I have much of my legally purchased music on the computer, like most people these days. I have it as MP3s and share it between linux computers with NFS and with my Nokia 770 Internet Tablet using an Apache2 module.
I recently bought a Mac mini computer, in part with the intent of using it as a media centre in my living room, and I naturally want to play all my music on it, preferably without having to maintain a copy of everything on the mini.
Itunes can share music libraries through DAAP – Digital Audio Access Protocol – and various instances of Itunes find each other using BonJour – or ZeroConf – which is called Avahi on Linux.

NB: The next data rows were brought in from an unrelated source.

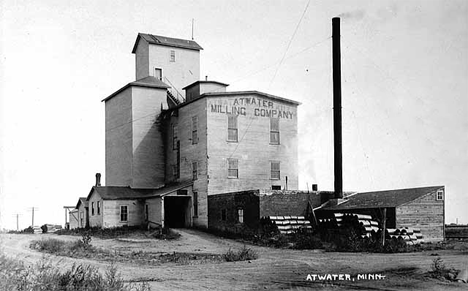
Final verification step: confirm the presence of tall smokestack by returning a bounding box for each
[96,173,101,187]
[332,17,343,199]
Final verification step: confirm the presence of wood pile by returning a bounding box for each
[267,216,312,234]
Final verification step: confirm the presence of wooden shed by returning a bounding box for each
[317,186,445,242]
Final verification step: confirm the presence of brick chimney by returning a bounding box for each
[96,173,101,187]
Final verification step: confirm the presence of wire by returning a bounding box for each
[268,0,310,87]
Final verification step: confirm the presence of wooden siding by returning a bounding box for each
[207,95,298,195]
[147,44,200,96]
[396,191,445,241]
[88,189,103,227]
[131,87,167,188]
[145,197,164,227]
[135,38,149,80]
[103,200,145,228]
[105,88,132,186]
[68,210,79,229]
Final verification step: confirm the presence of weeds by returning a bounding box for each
[223,245,258,262]
[0,253,150,291]
[428,257,459,280]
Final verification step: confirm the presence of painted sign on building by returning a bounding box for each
[208,97,295,119]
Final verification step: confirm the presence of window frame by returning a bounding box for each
[192,116,198,144]
[120,205,128,222]
[270,161,281,180]
[227,158,239,179]
[227,114,239,142]
[436,190,444,201]
[270,118,281,145]
[169,50,176,63]
[237,207,244,223]
[172,124,179,151]
[192,161,198,181]
[145,203,149,221]
[193,191,198,217]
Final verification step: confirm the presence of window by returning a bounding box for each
[174,140,180,179]
[237,208,244,223]
[192,162,198,180]
[154,68,162,80]
[228,159,239,178]
[192,116,198,144]
[170,50,175,62]
[270,118,279,144]
[120,205,128,222]
[80,211,84,227]
[193,192,198,217]
[437,190,444,200]
[270,162,280,180]
[228,115,237,142]
[172,124,177,150]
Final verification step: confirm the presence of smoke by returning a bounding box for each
[338,10,366,20]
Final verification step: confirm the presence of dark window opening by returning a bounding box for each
[120,205,128,222]
[270,118,280,144]
[193,192,198,217]
[228,159,239,178]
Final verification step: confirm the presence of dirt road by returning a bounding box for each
[0,230,468,290]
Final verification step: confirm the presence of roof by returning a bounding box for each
[132,33,203,54]
[75,197,88,209]
[201,90,301,105]
[101,76,171,102]
[168,91,301,112]
[322,186,444,210]
[87,181,193,200]
[182,80,229,90]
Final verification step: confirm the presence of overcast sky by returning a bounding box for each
[0,0,468,228]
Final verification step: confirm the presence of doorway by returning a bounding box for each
[164,196,190,228]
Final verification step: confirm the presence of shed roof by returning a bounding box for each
[101,76,171,102]
[75,197,88,209]
[87,181,193,200]
[182,80,229,90]
[322,186,444,210]
[132,33,203,54]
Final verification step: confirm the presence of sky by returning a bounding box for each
[0,0,468,229]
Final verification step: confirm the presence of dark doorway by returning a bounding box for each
[164,196,190,228]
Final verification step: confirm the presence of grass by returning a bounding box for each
[30,235,258,265]
[223,245,258,262]
[55,226,180,240]
[0,253,150,291]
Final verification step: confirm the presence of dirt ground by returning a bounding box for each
[0,229,468,290]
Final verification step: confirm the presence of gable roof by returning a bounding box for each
[101,76,171,102]
[87,181,193,200]
[323,186,444,210]
[75,197,88,209]
[132,33,203,54]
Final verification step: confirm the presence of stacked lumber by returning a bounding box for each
[267,215,312,234]
[33,226,42,234]
[387,227,423,243]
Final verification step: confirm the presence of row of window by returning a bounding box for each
[221,208,244,223]
[227,115,280,145]
[91,201,101,215]
[172,115,280,150]
[228,158,281,180]
[172,158,281,180]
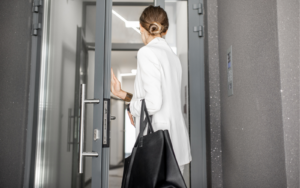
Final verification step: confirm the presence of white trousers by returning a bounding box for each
[179,165,184,175]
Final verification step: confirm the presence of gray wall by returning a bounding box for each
[218,0,286,188]
[0,0,31,188]
[206,0,300,188]
[277,0,300,187]
[205,0,223,188]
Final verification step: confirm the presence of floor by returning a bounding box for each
[86,165,190,188]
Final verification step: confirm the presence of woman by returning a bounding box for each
[111,6,192,173]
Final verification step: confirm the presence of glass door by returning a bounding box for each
[34,0,111,188]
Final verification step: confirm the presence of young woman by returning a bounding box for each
[111,6,192,173]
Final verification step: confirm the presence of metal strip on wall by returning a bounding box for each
[188,0,207,188]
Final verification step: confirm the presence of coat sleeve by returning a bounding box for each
[130,47,162,117]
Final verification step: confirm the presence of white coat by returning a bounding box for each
[130,37,192,165]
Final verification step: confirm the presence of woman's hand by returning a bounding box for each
[110,68,126,99]
[127,111,135,126]
[110,68,121,96]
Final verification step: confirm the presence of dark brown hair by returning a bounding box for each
[140,5,169,35]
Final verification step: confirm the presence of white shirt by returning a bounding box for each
[130,37,192,165]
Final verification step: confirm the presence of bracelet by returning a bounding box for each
[124,92,132,102]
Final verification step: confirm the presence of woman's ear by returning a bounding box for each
[162,30,168,36]
[140,23,144,33]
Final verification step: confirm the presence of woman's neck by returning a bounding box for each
[146,36,161,45]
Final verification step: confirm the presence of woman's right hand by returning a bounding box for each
[110,68,122,97]
[127,111,135,126]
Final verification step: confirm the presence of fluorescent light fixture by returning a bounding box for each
[131,69,136,74]
[120,73,136,77]
[120,69,136,76]
[112,10,141,34]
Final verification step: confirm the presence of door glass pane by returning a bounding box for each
[112,6,146,43]
[34,0,96,188]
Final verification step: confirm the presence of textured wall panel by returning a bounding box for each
[218,0,287,188]
[206,0,223,188]
[277,0,300,187]
[0,0,31,188]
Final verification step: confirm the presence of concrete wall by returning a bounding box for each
[206,0,300,188]
[0,0,32,187]
[205,0,223,188]
[277,0,300,187]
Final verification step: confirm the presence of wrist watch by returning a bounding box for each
[124,92,132,102]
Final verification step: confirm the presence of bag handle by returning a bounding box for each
[138,99,154,147]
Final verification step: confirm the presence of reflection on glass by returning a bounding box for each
[34,0,95,188]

Rhythmbox can share its music library using Avahi and DAAP but it really didn’t work that well, and I don’t want to be logged in and having Rhythmbox running all time, so I can listen to music in the living room.

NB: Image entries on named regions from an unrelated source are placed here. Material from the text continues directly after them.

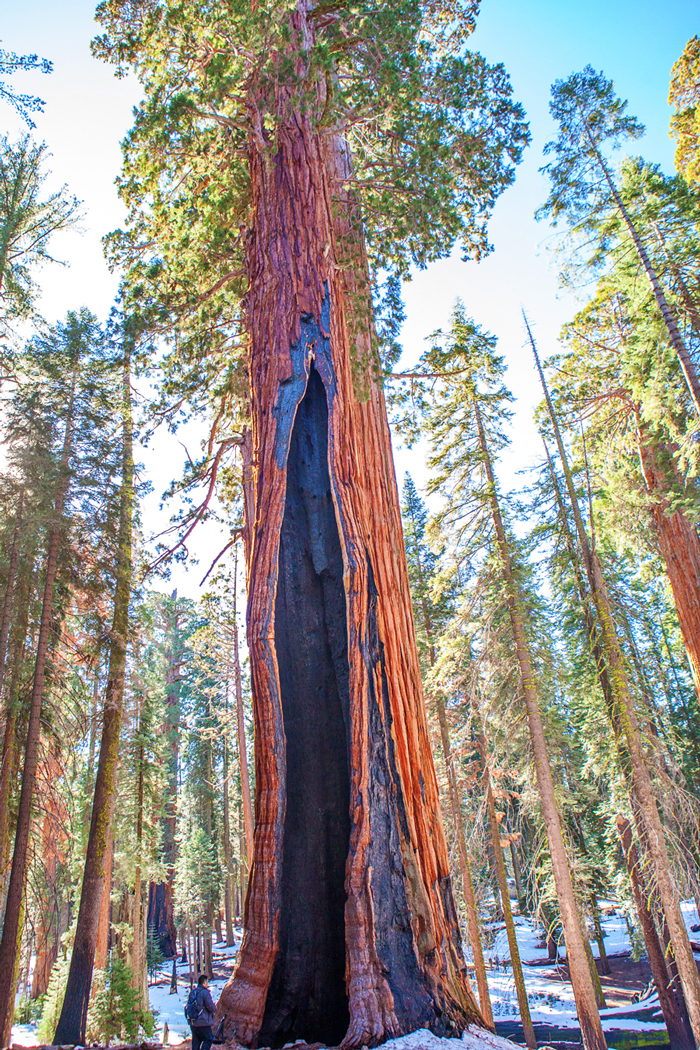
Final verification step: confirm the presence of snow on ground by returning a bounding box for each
[12,901,700,1050]
[148,932,240,1045]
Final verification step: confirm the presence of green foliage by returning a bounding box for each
[37,952,70,1046]
[0,135,79,324]
[669,36,700,185]
[146,924,165,980]
[87,952,155,1045]
[0,47,54,128]
[537,65,644,229]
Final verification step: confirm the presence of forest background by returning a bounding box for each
[3,4,698,1034]
[0,0,697,558]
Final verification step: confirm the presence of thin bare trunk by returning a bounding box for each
[526,319,700,1044]
[617,815,695,1050]
[0,366,78,1046]
[0,488,24,699]
[584,120,700,416]
[54,336,133,1044]
[472,398,607,1050]
[231,544,254,872]
[479,737,537,1050]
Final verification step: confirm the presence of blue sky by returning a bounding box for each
[0,0,700,595]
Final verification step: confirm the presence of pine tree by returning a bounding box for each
[396,303,607,1048]
[669,36,700,183]
[92,0,527,1047]
[537,65,700,415]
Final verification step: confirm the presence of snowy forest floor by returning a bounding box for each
[13,901,700,1050]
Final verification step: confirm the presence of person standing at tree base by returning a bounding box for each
[185,973,224,1050]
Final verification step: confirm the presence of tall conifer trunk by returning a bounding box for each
[54,336,133,1045]
[472,397,607,1050]
[636,413,700,701]
[0,488,24,699]
[526,318,700,1045]
[0,363,79,1047]
[219,0,481,1047]
[617,815,695,1050]
[231,544,254,874]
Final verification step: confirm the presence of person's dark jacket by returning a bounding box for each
[192,985,216,1028]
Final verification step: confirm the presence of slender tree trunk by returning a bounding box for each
[617,815,695,1050]
[131,739,145,1009]
[54,336,133,1045]
[405,491,493,1028]
[231,545,255,874]
[0,551,34,917]
[218,6,482,1050]
[0,487,24,698]
[222,734,233,947]
[479,737,537,1050]
[0,366,78,1047]
[591,894,611,977]
[473,398,607,1050]
[636,413,700,700]
[93,825,114,970]
[584,121,700,416]
[526,319,700,1045]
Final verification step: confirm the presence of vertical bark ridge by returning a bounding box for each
[219,20,482,1047]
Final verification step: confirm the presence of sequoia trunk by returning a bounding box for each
[54,342,133,1044]
[526,319,700,1045]
[472,397,608,1050]
[637,418,700,701]
[0,365,78,1047]
[218,3,481,1047]
[616,814,695,1050]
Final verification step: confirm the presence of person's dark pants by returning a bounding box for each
[192,1025,215,1050]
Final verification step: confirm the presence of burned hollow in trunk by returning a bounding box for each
[259,366,351,1047]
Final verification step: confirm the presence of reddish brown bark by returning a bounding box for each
[0,488,24,698]
[617,815,695,1050]
[54,349,133,1044]
[31,753,66,999]
[93,825,114,970]
[637,416,700,699]
[219,4,480,1047]
[0,366,78,1046]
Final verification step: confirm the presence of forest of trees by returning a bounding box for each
[0,12,700,1050]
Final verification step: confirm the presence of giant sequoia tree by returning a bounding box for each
[97,0,527,1047]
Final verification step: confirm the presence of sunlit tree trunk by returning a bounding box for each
[0,365,78,1047]
[479,737,537,1050]
[219,0,481,1047]
[526,321,700,1044]
[472,398,607,1050]
[0,488,24,698]
[637,414,700,700]
[231,545,254,872]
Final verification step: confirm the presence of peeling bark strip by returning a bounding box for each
[219,3,483,1048]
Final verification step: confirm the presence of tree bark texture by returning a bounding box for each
[617,814,695,1050]
[0,488,24,699]
[637,419,700,701]
[584,122,700,416]
[0,366,78,1047]
[479,755,537,1050]
[54,354,133,1044]
[473,398,607,1050]
[232,546,254,873]
[218,3,481,1047]
[526,320,700,1045]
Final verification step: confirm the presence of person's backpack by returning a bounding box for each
[185,986,201,1024]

Fortunately, there is mt-daapd, a multi-threaded DAAP daemon.
It works as a DAAP server, and advertises itself via BonJour, so Itunes clients on the local network can see it.

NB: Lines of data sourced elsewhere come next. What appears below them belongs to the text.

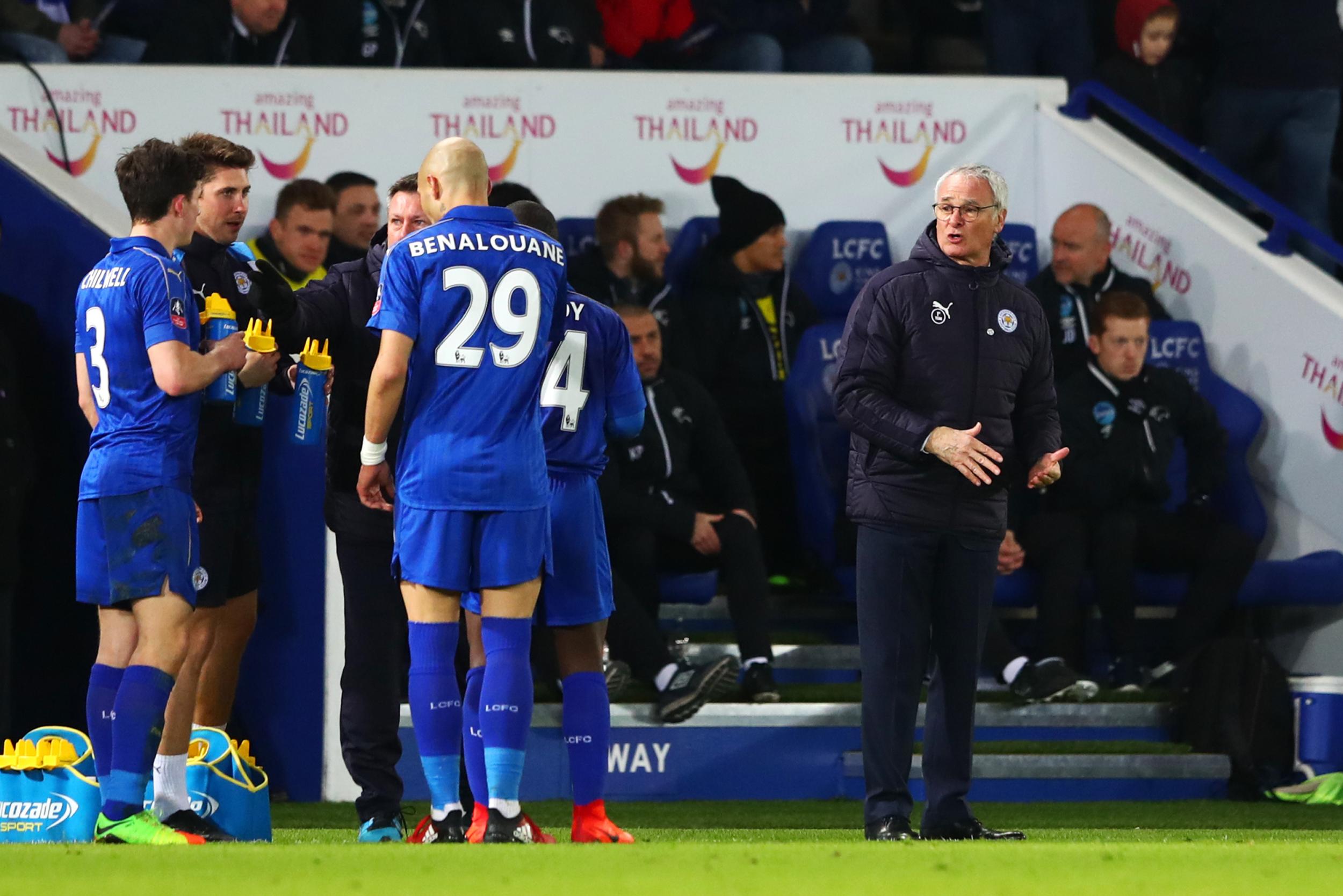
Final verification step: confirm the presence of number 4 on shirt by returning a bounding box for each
[541,329,588,432]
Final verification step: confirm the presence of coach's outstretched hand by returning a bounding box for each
[357,461,396,510]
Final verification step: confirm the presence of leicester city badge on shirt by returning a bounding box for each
[168,295,187,329]
[1058,294,1077,345]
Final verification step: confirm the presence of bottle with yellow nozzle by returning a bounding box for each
[234,317,276,426]
[200,293,238,404]
[289,338,332,445]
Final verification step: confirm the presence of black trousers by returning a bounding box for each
[336,532,406,821]
[607,513,774,680]
[858,525,1002,829]
[1021,509,1257,668]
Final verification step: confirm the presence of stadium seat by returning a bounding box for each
[999,223,1039,284]
[665,218,719,287]
[994,321,1343,607]
[795,220,891,320]
[658,571,719,603]
[555,218,596,259]
[784,321,853,595]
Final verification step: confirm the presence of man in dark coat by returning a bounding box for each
[254,175,430,842]
[678,177,817,572]
[1026,203,1171,383]
[834,165,1068,840]
[1022,292,1257,690]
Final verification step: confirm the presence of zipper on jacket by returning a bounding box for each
[741,300,783,383]
[644,386,672,480]
[523,0,536,62]
[379,0,424,69]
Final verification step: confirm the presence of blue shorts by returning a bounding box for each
[392,504,551,591]
[75,486,206,607]
[462,472,615,626]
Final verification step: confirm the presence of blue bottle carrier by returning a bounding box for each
[0,725,102,843]
[145,728,271,841]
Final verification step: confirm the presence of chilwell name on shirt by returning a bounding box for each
[407,233,564,268]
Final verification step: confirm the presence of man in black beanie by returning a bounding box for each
[687,177,817,575]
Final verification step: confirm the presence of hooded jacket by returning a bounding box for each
[598,370,756,541]
[1026,262,1171,383]
[308,0,447,67]
[834,222,1060,537]
[567,246,692,370]
[144,0,313,66]
[685,239,817,447]
[256,234,400,541]
[1096,0,1201,139]
[1042,362,1226,512]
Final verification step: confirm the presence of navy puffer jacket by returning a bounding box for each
[834,223,1060,534]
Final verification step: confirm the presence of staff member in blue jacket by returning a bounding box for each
[834,165,1068,840]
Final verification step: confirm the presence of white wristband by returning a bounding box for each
[359,438,387,466]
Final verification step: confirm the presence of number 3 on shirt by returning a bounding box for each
[85,305,112,407]
[434,266,541,367]
[541,329,588,432]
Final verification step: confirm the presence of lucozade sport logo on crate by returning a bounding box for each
[429,96,556,184]
[7,86,137,177]
[220,91,349,180]
[634,98,760,185]
[840,99,969,187]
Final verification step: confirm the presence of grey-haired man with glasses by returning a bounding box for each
[834,165,1068,840]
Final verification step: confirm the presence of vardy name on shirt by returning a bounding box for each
[408,233,564,268]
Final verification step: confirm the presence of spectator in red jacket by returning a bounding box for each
[1099,0,1198,137]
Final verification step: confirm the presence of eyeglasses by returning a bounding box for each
[932,203,998,223]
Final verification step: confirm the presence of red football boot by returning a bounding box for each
[571,799,634,843]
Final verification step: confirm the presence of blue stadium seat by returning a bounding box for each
[1001,222,1039,284]
[665,218,719,287]
[784,321,853,594]
[555,218,596,261]
[994,321,1343,607]
[795,220,891,320]
[658,571,719,603]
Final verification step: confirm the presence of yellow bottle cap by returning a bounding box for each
[243,317,276,352]
[200,293,238,324]
[298,338,332,371]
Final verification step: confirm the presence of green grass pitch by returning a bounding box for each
[0,802,1343,896]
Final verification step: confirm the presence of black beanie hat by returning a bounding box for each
[709,177,783,252]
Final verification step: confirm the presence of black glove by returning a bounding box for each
[251,258,298,321]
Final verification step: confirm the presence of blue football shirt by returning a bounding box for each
[541,292,646,477]
[75,236,201,500]
[368,206,567,510]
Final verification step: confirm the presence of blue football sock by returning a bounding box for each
[102,666,174,821]
[407,622,462,819]
[564,671,611,806]
[462,666,490,806]
[85,662,126,781]
[481,617,532,807]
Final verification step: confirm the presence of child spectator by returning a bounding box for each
[1099,0,1200,140]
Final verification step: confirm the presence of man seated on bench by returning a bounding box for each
[598,304,779,703]
[1018,292,1257,690]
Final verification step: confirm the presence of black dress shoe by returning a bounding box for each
[920,818,1026,840]
[862,815,919,840]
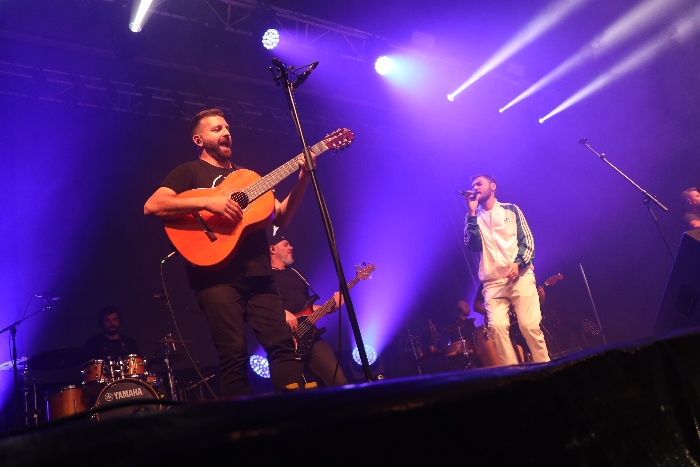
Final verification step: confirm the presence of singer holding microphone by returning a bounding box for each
[460,174,550,365]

Until now it has worked very well.
It’s not i Debian, but a .deb can be downloaded directly the sourceforge project page. All that is needed is to download it, install it with
dpkg -i mt-daapd_0.2.4-1_i386.deb
edit the configuration file in /etc/mt-daapd.conf, mostly to tell it where the music is and under what name it should be published to Itunes. Then it can be started with
/etc/init.d/mt-daapd start
and you’re ready to listen to all you music on the mac.
UPDATE 2006-04-15 12:19
It still works well. The only nuisance after some time of use is that you cannot make playlists via iTunes, because iTunes seens the music as belonging to someone else.
With the above setup the daemon isn’t started automatically at boot. I had to run this command to achieve this:
update-rc.d mt-daapd defaults
Then it startes at boot and is shut down correctly with the system.